- Born: 1904 Kilkenny, County Kilkenny
- Died: 1982 (aged 77–78)
- Occupation: Electrical engineer
- Notable work: Electrification of rural Ireland

= William F. Roe =

Irish electrical engineer

William F. Roe (1904-1982) was an electrical engineer who led the rural electrification scheme in Ireland.

==Early life and education==
He was born at 25 Patrick Street, Kilkenny, Ireland, only son of William and Mary Roe (née Duggan). Educated at home until aged nine, he then went to Christian Brothers School, Kilkenny, and later to University College Dublin and the Royal College of Science for Ireland.

He graduated from UCD in 1924, BEng Civil Engineering and from UCD and the College of Science in 1925, BEng Mechanical and Electrical Engineering, and ARCScI in each case with first class honours.

==Career==
Roe joined the electricity department of Dublin Corporation, moving the following year to the Shannon Power Development Board and in 1928 he transferred to the newly formed Electricity Supply Board (ESB).
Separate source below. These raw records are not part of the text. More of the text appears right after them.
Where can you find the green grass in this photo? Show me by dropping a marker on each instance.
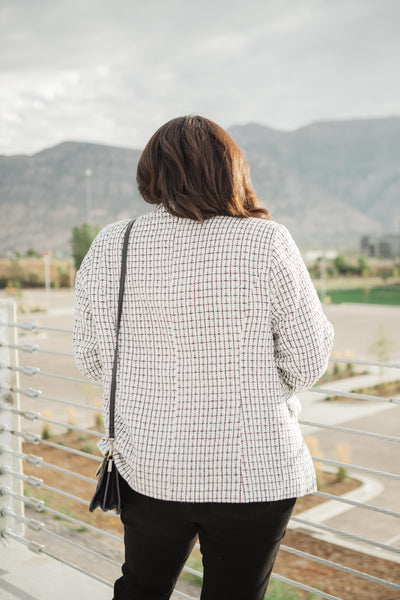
(282, 591)
(377, 295)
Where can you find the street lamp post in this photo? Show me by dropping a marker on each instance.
(88, 175)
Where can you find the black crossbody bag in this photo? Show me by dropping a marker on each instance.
(107, 495)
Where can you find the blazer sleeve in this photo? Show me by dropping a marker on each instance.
(85, 341)
(303, 336)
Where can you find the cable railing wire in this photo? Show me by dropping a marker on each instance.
(342, 568)
(36, 372)
(38, 526)
(37, 483)
(345, 534)
(33, 416)
(378, 436)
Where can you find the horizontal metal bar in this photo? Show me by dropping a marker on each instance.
(338, 567)
(39, 506)
(71, 450)
(383, 511)
(33, 546)
(348, 466)
(41, 550)
(73, 379)
(37, 526)
(350, 536)
(33, 348)
(183, 595)
(35, 438)
(36, 371)
(32, 416)
(33, 327)
(306, 588)
(379, 436)
(42, 463)
(370, 398)
(75, 404)
(39, 484)
(356, 361)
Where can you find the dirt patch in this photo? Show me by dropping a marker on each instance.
(347, 587)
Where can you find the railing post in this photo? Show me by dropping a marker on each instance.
(9, 422)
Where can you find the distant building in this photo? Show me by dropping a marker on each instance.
(386, 246)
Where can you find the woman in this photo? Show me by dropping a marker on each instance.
(221, 326)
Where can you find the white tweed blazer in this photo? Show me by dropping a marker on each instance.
(221, 326)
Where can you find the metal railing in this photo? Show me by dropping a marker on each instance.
(15, 420)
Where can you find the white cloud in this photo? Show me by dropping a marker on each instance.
(113, 72)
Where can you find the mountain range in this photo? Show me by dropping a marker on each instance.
(328, 182)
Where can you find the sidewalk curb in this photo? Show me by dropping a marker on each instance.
(369, 489)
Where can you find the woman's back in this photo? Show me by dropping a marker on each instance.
(205, 411)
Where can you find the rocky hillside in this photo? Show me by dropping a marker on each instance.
(328, 182)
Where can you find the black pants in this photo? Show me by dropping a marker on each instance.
(239, 543)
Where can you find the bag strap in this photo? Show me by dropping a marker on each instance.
(111, 431)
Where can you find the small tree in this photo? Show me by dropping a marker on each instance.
(381, 347)
(82, 237)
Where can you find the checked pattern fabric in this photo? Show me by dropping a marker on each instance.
(221, 326)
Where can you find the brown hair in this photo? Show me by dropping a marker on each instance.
(196, 170)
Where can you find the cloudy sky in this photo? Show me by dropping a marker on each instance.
(112, 71)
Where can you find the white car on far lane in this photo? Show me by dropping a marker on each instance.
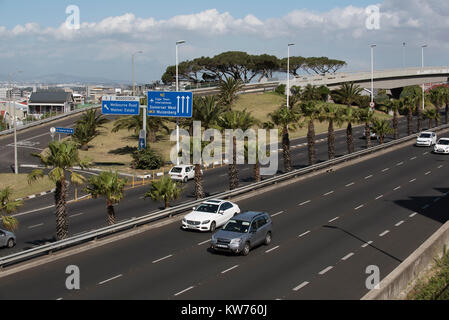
(442, 146)
(426, 139)
(209, 215)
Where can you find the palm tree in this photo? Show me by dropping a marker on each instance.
(432, 114)
(381, 128)
(350, 116)
(229, 88)
(311, 111)
(165, 190)
(366, 116)
(348, 93)
(110, 186)
(333, 114)
(61, 158)
(7, 207)
(235, 120)
(395, 105)
(134, 123)
(87, 126)
(437, 98)
(285, 119)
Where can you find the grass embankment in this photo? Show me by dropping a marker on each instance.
(435, 284)
(113, 150)
(20, 186)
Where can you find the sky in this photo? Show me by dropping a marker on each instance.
(34, 36)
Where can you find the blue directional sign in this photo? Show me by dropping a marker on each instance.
(65, 130)
(170, 104)
(120, 105)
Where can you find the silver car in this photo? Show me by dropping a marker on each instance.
(7, 239)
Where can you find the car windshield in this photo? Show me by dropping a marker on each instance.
(237, 226)
(176, 170)
(208, 208)
(444, 142)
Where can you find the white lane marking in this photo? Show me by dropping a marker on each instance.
(185, 290)
(326, 270)
(272, 249)
(232, 268)
(276, 214)
(36, 226)
(110, 279)
(347, 256)
(367, 244)
(164, 258)
(350, 184)
(384, 233)
(76, 215)
(304, 234)
(302, 285)
(204, 242)
(399, 223)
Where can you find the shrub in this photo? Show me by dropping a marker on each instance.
(146, 160)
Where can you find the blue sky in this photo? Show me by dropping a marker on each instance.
(34, 38)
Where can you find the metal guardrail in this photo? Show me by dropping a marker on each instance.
(151, 217)
(39, 122)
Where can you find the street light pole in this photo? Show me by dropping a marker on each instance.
(422, 66)
(288, 73)
(177, 89)
(372, 73)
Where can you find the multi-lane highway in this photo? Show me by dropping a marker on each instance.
(37, 221)
(328, 230)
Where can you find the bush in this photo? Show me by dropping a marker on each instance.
(146, 160)
(281, 89)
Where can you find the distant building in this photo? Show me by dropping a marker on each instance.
(42, 102)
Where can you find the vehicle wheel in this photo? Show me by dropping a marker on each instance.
(10, 243)
(267, 239)
(246, 249)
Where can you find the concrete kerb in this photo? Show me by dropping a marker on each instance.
(418, 262)
(165, 221)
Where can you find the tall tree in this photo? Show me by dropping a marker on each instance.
(7, 207)
(311, 111)
(235, 120)
(110, 186)
(61, 157)
(285, 119)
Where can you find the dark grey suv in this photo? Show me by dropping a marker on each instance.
(244, 232)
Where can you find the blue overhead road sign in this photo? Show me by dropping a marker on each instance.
(170, 104)
(120, 105)
(65, 130)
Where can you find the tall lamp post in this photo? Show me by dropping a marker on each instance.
(372, 74)
(422, 66)
(288, 73)
(11, 95)
(178, 43)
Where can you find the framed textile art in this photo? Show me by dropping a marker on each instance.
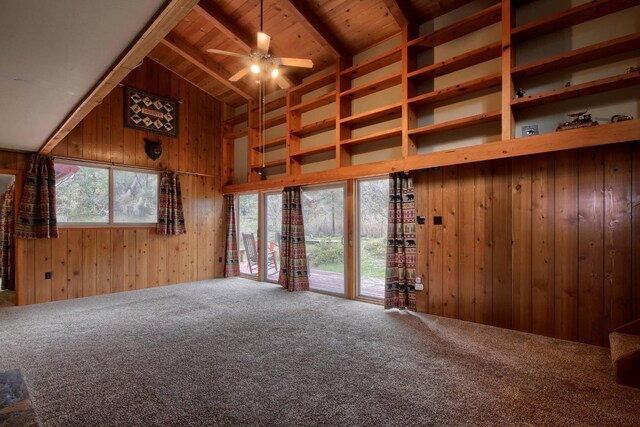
(151, 113)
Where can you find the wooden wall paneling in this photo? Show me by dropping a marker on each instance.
(130, 257)
(118, 259)
(466, 221)
(450, 241)
(103, 273)
(635, 231)
(75, 270)
(27, 294)
(89, 263)
(116, 152)
(590, 245)
(142, 258)
(59, 273)
(42, 265)
(435, 236)
(483, 244)
(566, 245)
(617, 238)
(420, 184)
(501, 257)
(521, 246)
(542, 243)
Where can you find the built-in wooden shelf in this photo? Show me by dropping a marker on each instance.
(314, 128)
(458, 62)
(236, 120)
(312, 104)
(478, 119)
(567, 18)
(314, 84)
(458, 90)
(475, 22)
(584, 89)
(374, 86)
(578, 56)
(271, 164)
(313, 150)
(272, 143)
(237, 134)
(374, 116)
(372, 64)
(377, 136)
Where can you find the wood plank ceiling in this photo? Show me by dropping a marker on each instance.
(321, 30)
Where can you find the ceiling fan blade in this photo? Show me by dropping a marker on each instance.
(282, 82)
(296, 62)
(263, 43)
(224, 52)
(240, 74)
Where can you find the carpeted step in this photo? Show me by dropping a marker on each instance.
(625, 356)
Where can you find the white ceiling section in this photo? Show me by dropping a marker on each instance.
(52, 52)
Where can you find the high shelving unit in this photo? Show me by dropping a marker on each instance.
(345, 129)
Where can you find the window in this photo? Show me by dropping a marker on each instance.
(102, 195)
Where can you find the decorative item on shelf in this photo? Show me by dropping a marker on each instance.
(530, 130)
(580, 120)
(620, 118)
(153, 148)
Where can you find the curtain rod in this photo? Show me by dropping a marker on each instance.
(101, 162)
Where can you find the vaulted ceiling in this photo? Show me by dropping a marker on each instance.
(321, 30)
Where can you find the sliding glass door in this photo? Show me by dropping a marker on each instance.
(248, 234)
(324, 219)
(272, 228)
(372, 214)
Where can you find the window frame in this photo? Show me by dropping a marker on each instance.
(111, 169)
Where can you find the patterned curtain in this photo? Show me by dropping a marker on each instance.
(170, 216)
(231, 264)
(400, 270)
(37, 214)
(7, 240)
(293, 251)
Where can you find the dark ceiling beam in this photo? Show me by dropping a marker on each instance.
(318, 30)
(200, 60)
(402, 13)
(227, 26)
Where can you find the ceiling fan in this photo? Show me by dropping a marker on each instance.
(260, 60)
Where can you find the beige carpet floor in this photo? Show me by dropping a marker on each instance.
(237, 352)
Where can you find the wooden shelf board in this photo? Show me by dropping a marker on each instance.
(316, 83)
(567, 18)
(589, 88)
(457, 124)
(372, 64)
(578, 56)
(370, 117)
(237, 134)
(271, 164)
(313, 150)
(484, 18)
(374, 86)
(458, 90)
(605, 134)
(236, 120)
(272, 143)
(459, 62)
(312, 104)
(314, 128)
(377, 136)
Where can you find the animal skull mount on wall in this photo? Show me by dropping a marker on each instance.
(153, 148)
Roe's early career in the ESB saw him as District Engineer in Portlaoise, Waterford and Cork City. When the Rural Electrification Scheme was initiated in 1945, the experience Roe became the first Engineer-in-Charge. In 1950, he was appointed Assistant Chief Engineer of the ESB and in 1965 Deputy Chief Engineer, all the time keeping his finger on the pulse of the Rural Scheme.

He was also the Chairman of the Industrial Engineering Co. (Dundalk), and of its four subsidiaries. Roe was undoubtedly the best-known ESB Engineer in Ireland.

He was also a founding member of Cumann na n'Innealtóiri (The Engineers Association), serving for a number of years on its council, also on the Council of the Institution of Civil Engineers of Ireland, both of which merged in 1969 and became the Institution of Engineers of Ireland. He also served on the council of the early Irish Management Institute. He was the first Chairman of the Irish Branch, Institute of Electrical Engineers (now the IET).

He served for a long number of years on the National Executive of Muintir na Tíre. His leadership (spurred by commitment to social justice) and his inspired management skills ensured the success of the rural electrification scheme that made such a dramatic impact on rural life in Ireland.

(Biography to be published by Royal Irish Academy)

A plaque commemorating his contributions is on display at his birthplace in Patrick Street, Kilkenny.